Отряд резко остановился у возвышения. Его двумя предводителями, как я теперь мог видеть, были военные трибуны. Один из них со свитком пергамента в руке глянул на меня снизу вверх и сказал:
— Луций Корнелий Сулла, в соответствии с декретом народного собрания я послан, чтобы освободить тебя от незаконно занятого поста главнокомандующего и препроводить назад в Рим. Следовательно, твоя армия передается генералу Гаю Марию.
— Я не признаю твоих полномочий, — отвечал я. — Этот декрет был принят силой. Отправляйся назад в Рим и сообщи своим хозяевам, что Сулла вернется, когда придет его время, и не один.
Его глаза сверкали то на меня, то на орущих легионеров. Опасение и скептицизм изобразились у него на лице.
«Вот еще один человек, который верит в связующую силу прецедента», — подумал я.
— Ты отказываешься повиноваться этому требованию?
— Конечно. К тому же у вас нет способа заставить меня подчиниться. Ведь это ты, а не я, рискуешь своей жизнью. Возвращайся в Рим и передай им, что ты видел.
Трибун заколебался, положив руку на рукоятку своего меча.
— Я запомню твое лицо, трибун, — пообещал я. — Я не забуду тебя, когда возвращусь в Рим.

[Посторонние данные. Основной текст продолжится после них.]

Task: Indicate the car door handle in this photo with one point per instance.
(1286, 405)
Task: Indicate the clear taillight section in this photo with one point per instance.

Он сделал резкий жест рукой, развернулся и поскакал прочь от возвышения, его эскорт последовал за ним. Войско теперь опасно затихло. Он ехал медленно мимо легионеров, смотря прямо перед собой. Однако никто не двинулся с места. Вдруг откуда-то вылетел камень, с силой ударив его по голове. Трибун охнул и выпал из седла.
Через мгновение о дисциплине не могло быть и речи. Легионеры нарушили ряды и набросились на его сопровождающих, стаскивая их с коней, нанося удары короткими мечами. Через мгновение все было кончено. Несколько распластанных тел осталось лежать на земле; лошади, лишившиеся всадников, в безумии поскакали прочь. Я обратился к своему легату со словами:
— Если ты все еще желаешь вернуться в Рим, я не держу тебя.
Тот замотал головой, словно борец, получивший вышибающий дух удар.
— Тогда очень хорошо.
Я быстро посмотрел вниз на толпу мельтешащих легионеров. Мои центурионы уже начали восстанавливать боевой порядок, отгоняя людей назад в линию с помощью своих деревянных дубинок.
— Пока ты остаешься со мной — будешь повиноваться моим приказам.
— Да, консул.
— Дай команду сниматься с лагеря и нагружать обозы. Все поставки продовольствия в город должны контролироваться. Все увольнения отменить.
Я сделал легкий вдох и закончил:
— Мы совершим марш-бросок до Рима на рассвете.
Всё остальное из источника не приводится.